Moderator
Co powiecie/napiszecie po obejrzeniu??
________________________
To ja na początek
Film bardzo mi się spodobał od samego początku. Pomysł z tym żeby pokazać najpierw scenę na moście gdzie Ci bohaterowie maja scenę wspólna a później każdego z osobna zaprezentować-coś innego nowego ale fajnie wyszło Bohaterowie-super dobrana obsada. Coraz bardziej podoba mi się duet Rani i Abhi. Rola Abhisheka jako tego złego niedobrego spodobała mi się, dał radę. Nawet Kareena mi nie przeszkadzała.
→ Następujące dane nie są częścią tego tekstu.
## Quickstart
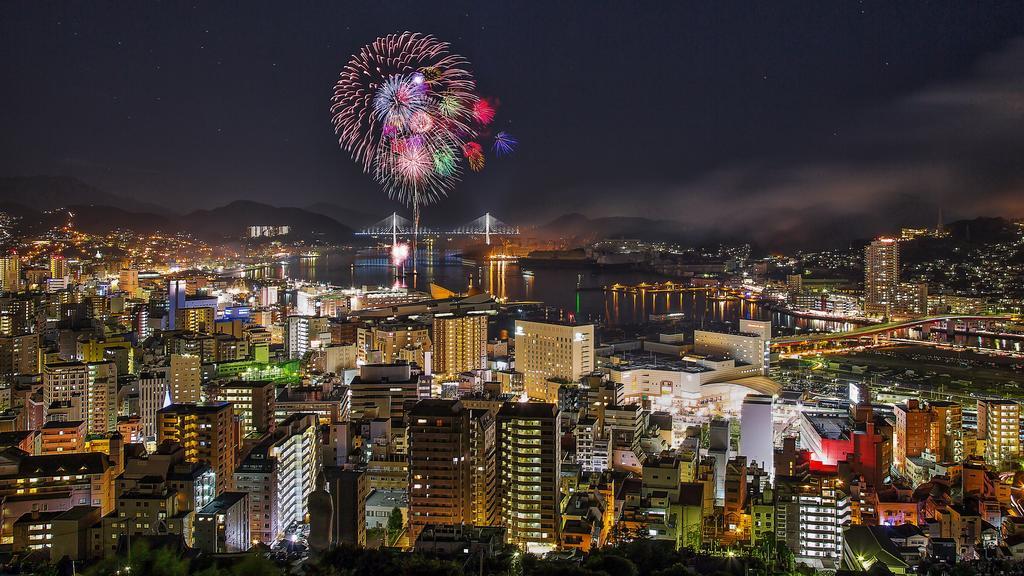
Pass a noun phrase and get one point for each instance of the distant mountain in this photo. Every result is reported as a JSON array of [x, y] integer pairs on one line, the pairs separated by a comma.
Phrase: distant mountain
[[982, 231], [232, 219], [48, 193], [226, 222], [581, 228], [351, 217]]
Przez cały czas trzyma w napięciu - myślisz, że wiesz co się za chwilę stanie a tu niespodzianka całkowity przewrót. Film jest trochę brutalny momentami, ale do zniesienia. Ogólnie temat historii o polityce i machlojkach w niej jest dość współczesny ale ja się tym bardzo nie interesuję. Ciekawe czy jak młodzi z tymi nowymi, lepszymi poglądami i zmianami doszli już do tej władzy to coś zdziałają? Czy z czasem nie przesiąkną i nie zapomną swoich założeń. Wszak realizują to co zaplanowali co się chwali.
Offline
Przede wszystkim odebrałam ten film, jako "produkcję poważną", uważam, że porusza sprawy dośc istotne... zwłaszcza w Indiach, gdzie z tą polityką to różnie bywa. Bardzo podobało mi się, że pokazano młodych ludzi jako, tych którzy chcą prawdy. A nie tak jak to bywa w polskich filmach ukazuje się młodych jako przeklinających gówniarzy...
Rzeczywiście pomysł z retrospekcją idealnie się tu wpasował. Poza tym aktorzy wypadli cudnie^^
Offline
Kuljeet
Jakoś nie za bardzo podpasował mi ten film.